Torre Santa Susanna è uno di quei paesi piccoli che esistono nell'entroterra, vicino a Oria, dove le strade hanno ancora una misura umana e i volti delle persone non sono anonimi. Non lo sapevo fino a ieri, ma è esattamente il tipo di posto in cui un libro come Land of the Free ha senso essere presentato. La Biblioteca Pinto non è una biblioteca nel senso ordinario della parola. Roberto Lucchi e il suo team hanno costruito qualcosa di diverso: uno spazio che usa la cultura come strumento educativo, non come fine estetico. Si percepisce appena si entra. C'è un'intenzione dietro ogni cosa, una cura che non è formalità.
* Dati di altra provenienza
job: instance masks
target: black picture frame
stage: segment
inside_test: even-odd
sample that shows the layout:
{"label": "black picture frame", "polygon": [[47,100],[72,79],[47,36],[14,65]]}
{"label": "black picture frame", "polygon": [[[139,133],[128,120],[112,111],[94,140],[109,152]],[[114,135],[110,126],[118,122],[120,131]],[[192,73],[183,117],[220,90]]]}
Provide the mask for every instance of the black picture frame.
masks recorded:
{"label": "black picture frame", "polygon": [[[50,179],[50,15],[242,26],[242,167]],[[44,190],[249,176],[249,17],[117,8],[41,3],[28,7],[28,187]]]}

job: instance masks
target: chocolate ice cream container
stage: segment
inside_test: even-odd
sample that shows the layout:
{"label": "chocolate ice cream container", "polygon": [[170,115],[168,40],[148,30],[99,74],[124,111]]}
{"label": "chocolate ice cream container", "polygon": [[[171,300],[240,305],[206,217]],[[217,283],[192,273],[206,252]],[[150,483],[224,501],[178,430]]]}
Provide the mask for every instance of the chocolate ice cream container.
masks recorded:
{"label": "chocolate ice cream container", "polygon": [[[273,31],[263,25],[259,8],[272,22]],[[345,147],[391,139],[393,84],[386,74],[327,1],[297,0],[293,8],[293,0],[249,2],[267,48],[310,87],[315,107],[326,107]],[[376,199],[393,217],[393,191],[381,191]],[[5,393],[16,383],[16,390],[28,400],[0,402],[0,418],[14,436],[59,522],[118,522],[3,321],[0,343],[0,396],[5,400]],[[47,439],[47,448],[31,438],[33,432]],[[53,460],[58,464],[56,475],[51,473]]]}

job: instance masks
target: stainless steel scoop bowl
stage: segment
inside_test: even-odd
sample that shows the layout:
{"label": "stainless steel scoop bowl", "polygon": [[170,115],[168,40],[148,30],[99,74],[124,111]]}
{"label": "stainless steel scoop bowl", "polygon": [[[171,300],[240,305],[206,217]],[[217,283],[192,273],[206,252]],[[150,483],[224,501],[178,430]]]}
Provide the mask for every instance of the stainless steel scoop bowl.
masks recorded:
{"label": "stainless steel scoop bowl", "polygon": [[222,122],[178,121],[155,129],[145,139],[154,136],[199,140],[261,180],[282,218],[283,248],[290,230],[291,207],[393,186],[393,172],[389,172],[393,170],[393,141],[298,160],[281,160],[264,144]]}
Ho parlato del romanzo, dei personaggi, dei temi... la frontiera, il pregiudizio, la possibilità del dialogo anche quando sembra impossibile. E a un certo punto ho detto quella frase, quasi senza pensarci: il vento della storia può cambiare di nuovo. Ho visto qualcosa cambiare nelle persone che avevo davanti. Non so come descriverlo con precisione. È come se quella frase avesse trovato un posto dove atterrare. Durante il firmacopie e il dibattito, gli adulti presenti hanno posto domande vere: non domande di cortesia, domande che nascono quando una storia ti ha toccato qualcosa. In quei momenti ho capito che Land of the Free non stava funzionando come un libro di intrattenimento. Stava funzionando come una conversazione, ed era quello che volevo mentre lo scrivevo!
Sono andato via contento. Non della serata in sé, non dell'applauso... contento di aver lasciato quei temi lì, tra quella gente, anche a quei ragazzi che hanno solo ascoltato, in quel paese piccolo vicino a Oria. Perché un romanzo non è fatto solo di inchiostro e pagine. È fatto di quello che accade quando smette di stare fermo su uno scaffale e comincia a camminare tra le persone.
Grazie a Roberto Lucchi, al team della Biblioteca Pinto e a Torre Santa Susanna. Il vento soffiava nella direzione giusta, ieri sera.